SARS-CoV-2 is a contagious virus that spreads easily. The virus was first discovered on 31st December 2019 and it caused a worldwide pandemic. To control the spread of the virus, rapid detection plays a vital role in allowing doctors to diagnose patients accordingly. In Singapore, we currently have 2 methods of diagnosis for SARS-CoV-2, the RT-qPCR test and the Antigen Rapid Test (ART). RT-qPCR is the gold standard for SARS-CoV-2 diagnosis as it is able to accurately detect the presence of the virus, however the process takes a few hours to complete. On the other hand, the ART is able to produce results in a few minutes. However, this method has its downside which is its poor accuracy. Our team has identified that the diagnostic methods available may not be the most optimal in managing the pandemic and has decided to build a diagnostic device that is able to produce accurate results in less than an hour.
After achieving a few promising results to identify one variant for SARS-CoV-2, we decided to take a step further by brainstorming ideas to integrate this in the real world.
SARS-CoV-2 has impacted the working environment as people are no longer allowed to gather in large groups. This has made the working environment difficult as people are split into different teams and have to work remotely. This might affect the productivity of the team.
Office workers can benefit greatly from our device as it provides a fast and accurate diagnosis. Civil servants such as military personnel can also benefit greatly as operations have to continue despite the pandemic. Students will also find it useful as they have to attend classes and intermingle with different groups of students. The elderly who have difficulty understanding how to carry out the test will be able to do it by themselves as the device is user friendly and requires minimal steps.
With this device, our end-users will be able to continue their daily activities without the fear of contracting the virus if everyone around them tested negative. The test can be conducted daily and multiple tests can be done with the same device as the long chemical reagents are available.
One of the safety concerns that we had was making it portable. Portable devices require batteries, and it may cause leakage if the circuit in the device is not properly designed. Other problems may also occur such as overheating of the device and causing it to catch fire, injuring the user. To eradicate these issues, some of the members, working with the device attended some workshops and went through courses that are available in NTU. This ensures that the members are aware of the risks and dangers of using batteries and design circuits.
Besides that, we realised that the type of material is important to prevent any melting when the heater is at 65°C. For the prototyping stage, we will be using polylactic acid (PLA) as the filament for 3D printing. 3D printing is used to develop multiple pieces of the device rapidly. Besides that, it has a melting temperature of between 170°C and 180°C which will not melt at 65°C. However, for the actual device, we are planning to use Polytetrafluoroethylene (Teflon) to house all the components. In addition, to prevent inefficient heating, material with a high heat capacity will be considered.

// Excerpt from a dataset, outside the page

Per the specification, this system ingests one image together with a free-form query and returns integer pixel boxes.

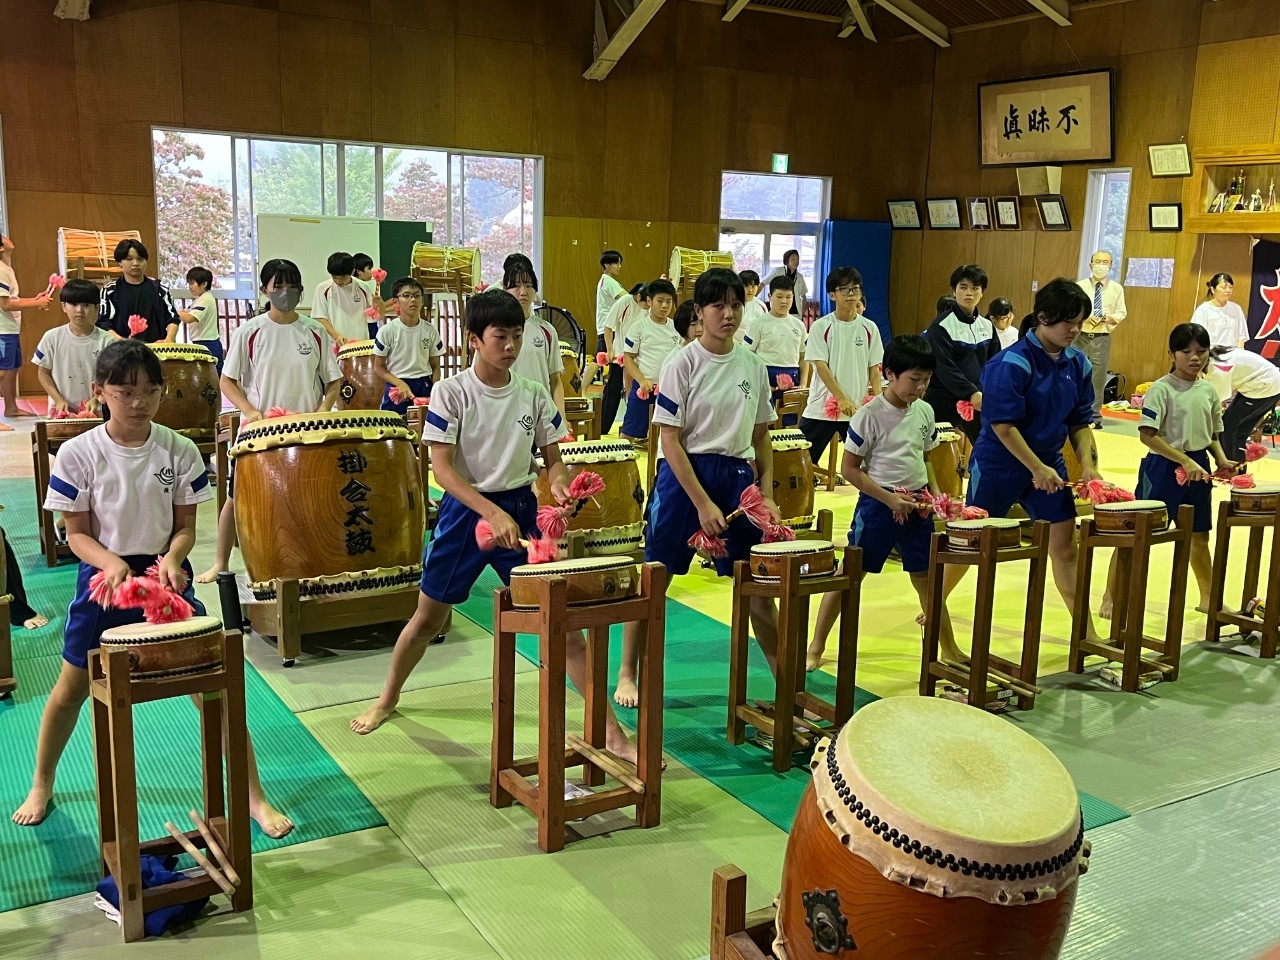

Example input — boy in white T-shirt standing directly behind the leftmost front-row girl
[31,280,116,416]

Some challenges that we thought about was the storage of the reaction mix for individuals to do a test using the device. The reaction mix has to be stored below 4°C when not in use. Instead of issuing the reaction mix with the device, we proposed that these reaction mix can be sold separately, and it can be stored in the refrigerator at pharmacies or nearby vending machines.
Besides that, maintaining the block temperature at 65°C is a challenge as there are many factors that have to be considered when designing the closed loop system. Some considerations are the electronic components such as the resistors, sensors and heating element. Some calculations have to be done to ensure that the voltage and current are within the appropriate range and to prevent any safety issues.
To further ensure that we are tackling the needs of our target end user, we have sent out a short survey to gather feedback on what features people would like to see in our diagnostic device. Based on the responses, a large number of respondents feel that it is important for our device to be able to test multiple samples per device.
Figure 1: Survey results
We will design our device where it can be reusable as long as the chemical reagents are available. This allows the end users to test multiple samples with the same device.